Machine Learning applied to MALDI-TOF data in a clinical setting: a systematic review
Journal:
bioRxiv
Published Date:
Apr 19, 2026
Abstract
Bacterial identification, antimicrobial resistance prediction, and strain typification are critical tasks in clinical microbiology, essential for guiding patient treatment and controlling the spread of infectious diseases. While Machine Learning (ML) has shown immense promise in enhancing Matrix-Assisted Laser Desorption/Ionization-Time of Flight Mass Spectrometry (MALDI-TOF MS) applications for these tasks, there is currently no comprehensive review that fully addresses this from a technical ML perspective. To address this gap, we systematically reviewed 115 studies published between 2004 and 2025, focusing on key ML aspects such as data size and balance, pre-processing pipelines, model selection and evaluation, open-source data, and code availability. Our analysis highlights the predominant use of classical ML models like Random Forest and Support Vector Machines, alongside emerging interest in Deep Learning approaches for handling complex, high-dimensional data.

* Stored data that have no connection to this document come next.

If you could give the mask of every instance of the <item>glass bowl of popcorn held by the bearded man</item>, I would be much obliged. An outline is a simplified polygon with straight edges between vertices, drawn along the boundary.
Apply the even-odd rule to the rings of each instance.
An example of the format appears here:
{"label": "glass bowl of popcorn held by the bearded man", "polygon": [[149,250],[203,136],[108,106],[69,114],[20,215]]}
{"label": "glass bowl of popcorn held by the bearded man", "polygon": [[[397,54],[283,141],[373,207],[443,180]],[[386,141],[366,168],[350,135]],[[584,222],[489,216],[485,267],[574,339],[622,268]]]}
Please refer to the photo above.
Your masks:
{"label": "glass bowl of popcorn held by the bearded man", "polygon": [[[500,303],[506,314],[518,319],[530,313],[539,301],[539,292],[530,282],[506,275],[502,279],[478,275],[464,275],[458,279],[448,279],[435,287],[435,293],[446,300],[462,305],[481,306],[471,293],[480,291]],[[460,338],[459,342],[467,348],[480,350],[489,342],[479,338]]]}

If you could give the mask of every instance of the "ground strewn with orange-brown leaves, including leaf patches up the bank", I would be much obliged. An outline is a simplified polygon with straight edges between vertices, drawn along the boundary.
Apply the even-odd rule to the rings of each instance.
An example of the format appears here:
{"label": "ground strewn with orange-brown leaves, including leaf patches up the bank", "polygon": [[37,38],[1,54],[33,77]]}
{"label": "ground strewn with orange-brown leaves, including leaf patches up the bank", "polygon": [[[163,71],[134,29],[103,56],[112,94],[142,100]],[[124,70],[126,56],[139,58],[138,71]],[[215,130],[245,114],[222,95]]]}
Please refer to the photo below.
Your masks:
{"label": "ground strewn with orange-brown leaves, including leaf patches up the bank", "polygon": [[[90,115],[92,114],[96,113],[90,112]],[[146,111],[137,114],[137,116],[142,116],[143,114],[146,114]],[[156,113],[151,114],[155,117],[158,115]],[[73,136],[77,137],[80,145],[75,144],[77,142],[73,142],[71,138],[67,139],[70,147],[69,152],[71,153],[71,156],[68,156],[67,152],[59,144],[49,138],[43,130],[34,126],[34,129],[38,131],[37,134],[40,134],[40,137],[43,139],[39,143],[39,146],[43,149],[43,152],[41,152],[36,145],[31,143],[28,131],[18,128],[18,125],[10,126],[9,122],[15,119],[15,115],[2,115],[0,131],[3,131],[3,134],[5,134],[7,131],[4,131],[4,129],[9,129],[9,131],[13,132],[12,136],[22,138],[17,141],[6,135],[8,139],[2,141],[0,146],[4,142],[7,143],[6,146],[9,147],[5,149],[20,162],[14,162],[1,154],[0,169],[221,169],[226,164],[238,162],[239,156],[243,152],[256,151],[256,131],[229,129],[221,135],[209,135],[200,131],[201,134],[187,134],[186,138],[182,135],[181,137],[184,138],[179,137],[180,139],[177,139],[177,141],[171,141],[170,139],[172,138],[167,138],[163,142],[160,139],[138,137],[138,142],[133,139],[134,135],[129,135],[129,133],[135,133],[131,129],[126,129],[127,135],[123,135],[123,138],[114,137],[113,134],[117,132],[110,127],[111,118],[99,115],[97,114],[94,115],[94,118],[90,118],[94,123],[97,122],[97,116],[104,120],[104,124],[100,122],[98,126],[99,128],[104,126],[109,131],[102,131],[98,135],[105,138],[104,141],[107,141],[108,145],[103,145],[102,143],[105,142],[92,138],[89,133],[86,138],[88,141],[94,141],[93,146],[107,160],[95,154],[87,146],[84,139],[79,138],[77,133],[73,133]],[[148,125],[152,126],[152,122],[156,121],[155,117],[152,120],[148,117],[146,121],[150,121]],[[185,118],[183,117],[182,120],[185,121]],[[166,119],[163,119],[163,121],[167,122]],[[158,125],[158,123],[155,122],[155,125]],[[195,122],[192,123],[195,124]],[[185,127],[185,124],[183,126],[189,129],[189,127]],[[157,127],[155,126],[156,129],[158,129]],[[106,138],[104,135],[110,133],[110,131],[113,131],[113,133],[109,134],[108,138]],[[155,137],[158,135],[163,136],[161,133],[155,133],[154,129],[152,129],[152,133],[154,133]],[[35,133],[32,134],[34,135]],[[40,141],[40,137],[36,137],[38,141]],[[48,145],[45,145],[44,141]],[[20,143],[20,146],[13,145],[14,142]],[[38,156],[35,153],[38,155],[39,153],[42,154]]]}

Despite significant progress, challenges such as inconsistent pre-processing workflows, reliance on black-box models, limited external validation, and insufficient open-source resources persist, hindering transparency, reproducibility, and broader adoption. This review offers actionable insights to enhance ML-driven bacterial diagnostics, advocating for standardized methodologies, greater transparency, and improved data accessibility. In addition, we provide guidelines on how to approach ML for MALDI-TOF MS analysis, helping researchers navigate key decisions in model development and evaluation.